1. It's a numbers game after all
When it comes to Android dominance, pointing to the sheer number of devices on store shelves and in users' hands is arguably the simplest reason for its success. There are now hundreds (if not thousands) of different mobile device models running Android in one form or another, ranging from mobile phones to tablets and enterprise products. Blanketing the market with product is a great way to win the market share game.
2. Apple's only offering three devices
Meanwhile, Android's chief competitor, iOS, while highly popular and extremely profitable for Apple, is suffering in market share, at least, because of Apple's policy to keep it in-house. Apple currently only offers the operating system on its iPhones, iPads and iPod Touch. Because of that, there's simply no way for Apple to keep up with Google's mobile operating system.
3. RIM's decline
RIM was long a thorn in the side of Nokia's Symbian platform and Windows Mobile when that operating system had considerable market share. In the past year, however, RIM has watched its market share plummet to just 6 percent, according to IDC. What's worse, that figure will drop to 5.9 percent by 2016. RIM's decline has helped Android in a big way.
The consumerization of IT is something that a host of CIOs and IT decision-makers hear about, and as of late, it's something many of those folks have been forced to deal with. Although the iPhone is the most popular consumer product to be brought into the office, Android is also gaining some ground with the bring-your-own-device (BYOD) trend. Without BYOD, it would be impossible for Android to keep up.

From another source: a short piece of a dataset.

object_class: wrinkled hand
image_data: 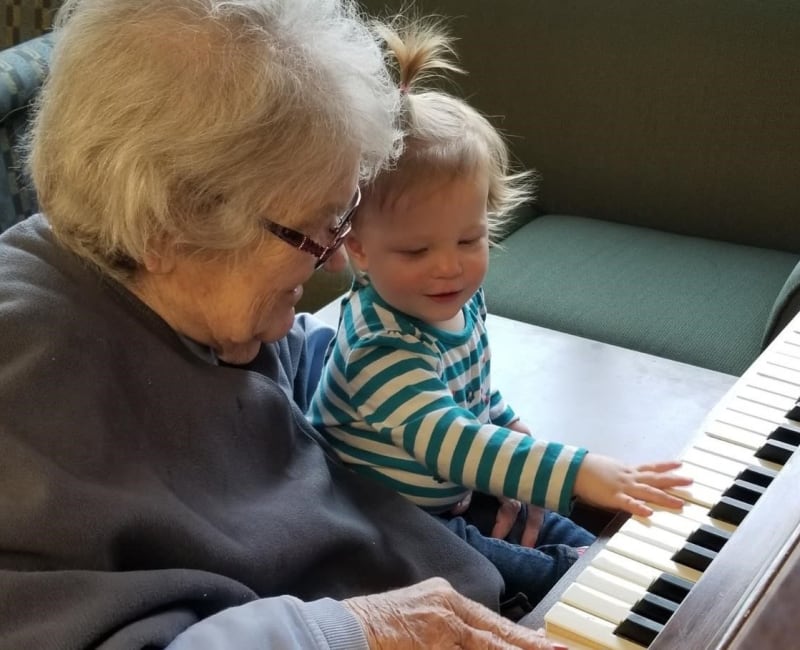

5. Microsoft is offering little competition
Microsoft arguably has the best chance of one day overtaking Android. After all, its operating system, Windows Phone, offers the same kind of licensing strategy as Android. However, through 2012, the OS will only be able to muster 5.2 percent share, according to IDC. With Microsoft's poor competition, Android is surging.
6. Vendor support
Google's Android platform would be nothing without its vendor support. With this in mind, Google has gone out of its way over the years to bring as many vendor partners into the fold as possible. Once in the Android fold, the search giant has encouraged mobile device makers to invest as heavily as possible into the platform. It was a smart move that's paying serious dividends.
7. Remember the Google factor
It's important to acknowledge the value of Google's brand recognition on the success of Android. The search company's brand is trusted among third-party vendors and consumers alike. It's another significant reason why smartphone makers are investing in the platform and another incentive for people to buy Android phones. Without Google's immense resources and market influence, Android wouldn't be Android.